Its 23-page report, the most comprehensive public assessment yet by the military establishment of progress in Iraq, was more than a week overdue. In it, the Pentagon cited progress on political, economic and security fronts. But it does not say how soon Iraqi security forces will be sufficiently trained to defend the war-torn country without the direct assistance of American troops.
Some Democrats were quick to criticize, saying the accounting fell short of helping the public understand when U.S. troops can leave.
"They missed an opportunity," said Rep. John Murtha of Pennsylvania, the lead Democrat on the House Appropriations subcommittee on defense.
U.S. officers have developed a method of calculating the combat readiness of the approximately 76,700 Iraqi Army troops, but the Pentagon said it "should not and must not" publicly disclose specific data.
"The enemy's knowledge of such details would put both Iraqi and coalition forces at increased risk," the report said.
That information, along with details on various possible changes in the level of U.S. forces in Iraq next year, were included in an annex, classified as secret, along with the unclassified report delivered to Congress.
There currently are about 138,000 U.S. troops in Iraq. The Pentagon report offered no estimate of when they could be withdrawn.
Democratic critics of Bush administration Iraq policy lashed out at the Pentagon for refusing to publicly release a detailed assessment of the readiness of Iraqi security forces.
Sen. Carl Levin, ranking Democrat on the Senate Armed Services Committee, said he fears "the American people are going to be left out" of discussions about when the United States can bring troops home and turn the country over to Iraqi security forces.
Last week, Gen. Peter Pace, the vice chairman of the Joint Chiefs of Staff, provided a written statement to the Senate Armed Services Committee that said about half of Iraq's new police battalions are still being established and cannot yet conduct operations.

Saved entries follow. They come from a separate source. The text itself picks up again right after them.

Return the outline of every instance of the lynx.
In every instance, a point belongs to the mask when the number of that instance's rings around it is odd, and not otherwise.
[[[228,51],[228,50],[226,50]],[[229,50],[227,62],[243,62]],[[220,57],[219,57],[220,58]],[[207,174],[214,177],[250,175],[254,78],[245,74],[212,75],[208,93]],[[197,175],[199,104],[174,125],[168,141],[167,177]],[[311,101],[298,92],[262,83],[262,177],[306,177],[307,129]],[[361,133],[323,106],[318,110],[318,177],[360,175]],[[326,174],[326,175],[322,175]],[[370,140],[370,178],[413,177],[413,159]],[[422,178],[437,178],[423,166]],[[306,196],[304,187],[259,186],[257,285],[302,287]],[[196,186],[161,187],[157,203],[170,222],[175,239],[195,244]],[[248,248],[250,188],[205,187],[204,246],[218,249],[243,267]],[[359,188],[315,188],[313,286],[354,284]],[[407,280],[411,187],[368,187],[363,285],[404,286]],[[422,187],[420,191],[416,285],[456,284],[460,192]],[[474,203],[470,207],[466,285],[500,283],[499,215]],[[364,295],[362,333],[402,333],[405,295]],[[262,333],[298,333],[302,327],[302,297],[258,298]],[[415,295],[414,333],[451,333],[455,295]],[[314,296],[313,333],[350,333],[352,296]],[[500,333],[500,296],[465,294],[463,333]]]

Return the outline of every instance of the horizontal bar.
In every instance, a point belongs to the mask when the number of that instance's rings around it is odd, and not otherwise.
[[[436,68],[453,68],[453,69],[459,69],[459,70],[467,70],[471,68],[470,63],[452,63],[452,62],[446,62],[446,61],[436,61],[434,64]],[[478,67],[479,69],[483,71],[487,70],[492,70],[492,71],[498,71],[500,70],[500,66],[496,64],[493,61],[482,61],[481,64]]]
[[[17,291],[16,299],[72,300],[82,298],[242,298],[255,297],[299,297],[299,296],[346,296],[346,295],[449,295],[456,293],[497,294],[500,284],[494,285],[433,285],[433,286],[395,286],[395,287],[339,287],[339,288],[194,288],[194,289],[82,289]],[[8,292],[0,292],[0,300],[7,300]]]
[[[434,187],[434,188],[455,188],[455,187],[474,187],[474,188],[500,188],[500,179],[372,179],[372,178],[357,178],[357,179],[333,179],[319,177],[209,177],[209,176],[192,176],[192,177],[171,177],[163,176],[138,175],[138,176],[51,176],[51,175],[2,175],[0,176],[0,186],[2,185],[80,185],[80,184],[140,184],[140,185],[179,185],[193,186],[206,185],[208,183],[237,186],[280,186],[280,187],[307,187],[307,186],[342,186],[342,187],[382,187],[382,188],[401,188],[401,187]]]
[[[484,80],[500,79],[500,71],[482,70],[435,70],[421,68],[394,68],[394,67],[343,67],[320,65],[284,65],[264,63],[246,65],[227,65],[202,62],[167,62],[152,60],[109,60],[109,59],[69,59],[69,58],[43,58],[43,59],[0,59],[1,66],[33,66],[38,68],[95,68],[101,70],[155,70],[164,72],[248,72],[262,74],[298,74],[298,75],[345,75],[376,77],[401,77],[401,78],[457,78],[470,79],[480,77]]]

He provided the statement in response to a question posed by Levin.
It was not clear how that squared with an assertion in Thursday's report to Congress that "more than half of provincial police headquarters currently are assessed to have control in their province."
Pace said the other half of the police units and two-thirds of the new army battalions are only "partially capable" of carrying out counterinsurgency missions and need U.S. help.
"Only a small number of Iraqi Security Forces are taking on the insurgents and terrorists by themselves," Pace wrote in the memo.
Thursday's report to Congress noted that when U.S. and Iraqi forces assaulted the insurgent stronghold of Fallujah last November several Iraqi battalions "collapsed." Absenteeism among regular Iraqi army units was "in double digits" and remained so for the rest of the year, it added.
"Although such problems have not been entirely solved, they have been addressed in large measure," the report said, due in part to efforts that have alleviated equipment shortages.
"Still, units that are conducting operations and units that relocate elsewhere in Iraqi experience a surge in absenteeism," it said.
In a briefing for reporters at the Pentagon, Lt. Gen. Walter Sharp said the insurgents have shifted their focus from attacking U.S. troops to civilian targets. "That's why you are seeing more civilian casualties," he said.
The report said that Iraqi Sunnis make up the largest proportion of the insurgency, but it also decried a continuing influx of foreign terrorists from across Iraq's borders. Iraq has 15,500 trained border police, but their effectiveness varies widely and is rated by U.S. officials as "generally moderate to low."
"Although violent extremist activity accounts for a fraction of the overall violence, the dramatic and symbolic nature and lethality of their attacks, combined with effective information operations, has a disproportionate psychological impact relative to their numbers," the report said.
Outlining the way forward on the political front, the report said that Washington expects the Iraqis to meet an Aug. 15 deadline for writing a constitution, followed by a national referendum on the constitution by Oct. 15 and a Dec. 15 election under that constitution for a permanent government that would take power shortly thereafter.
Ratifying a constitution has been held up by Sunni Arabs, who decided Thursday to continue boycotting the committee drafting Iraq's new constitution, casting doubt on whether the group can meet an August deadline to complete its work.
Kamal Hamdoun, one of the 12 remaining Sunnis appointed to the commission last month, said the Sunnis would continue their boycott pending an international investigation into the assassinations of two colleagues Tuesday and until other demands are met.
Even if the Shiite and Kurdish committee members decided to try and meet the August deadline without Sunni participation, questions would be raised over the legitimacy of a charter and whether it would win Sunni approval in an October referendum.
"One noteworthy strategic indicator of progress toward a stable security environment has been the inability of insurgents to derail the political process and timeline," the report said. "To do so is the strategic objective of the insurgents, and they are failing to achieve it."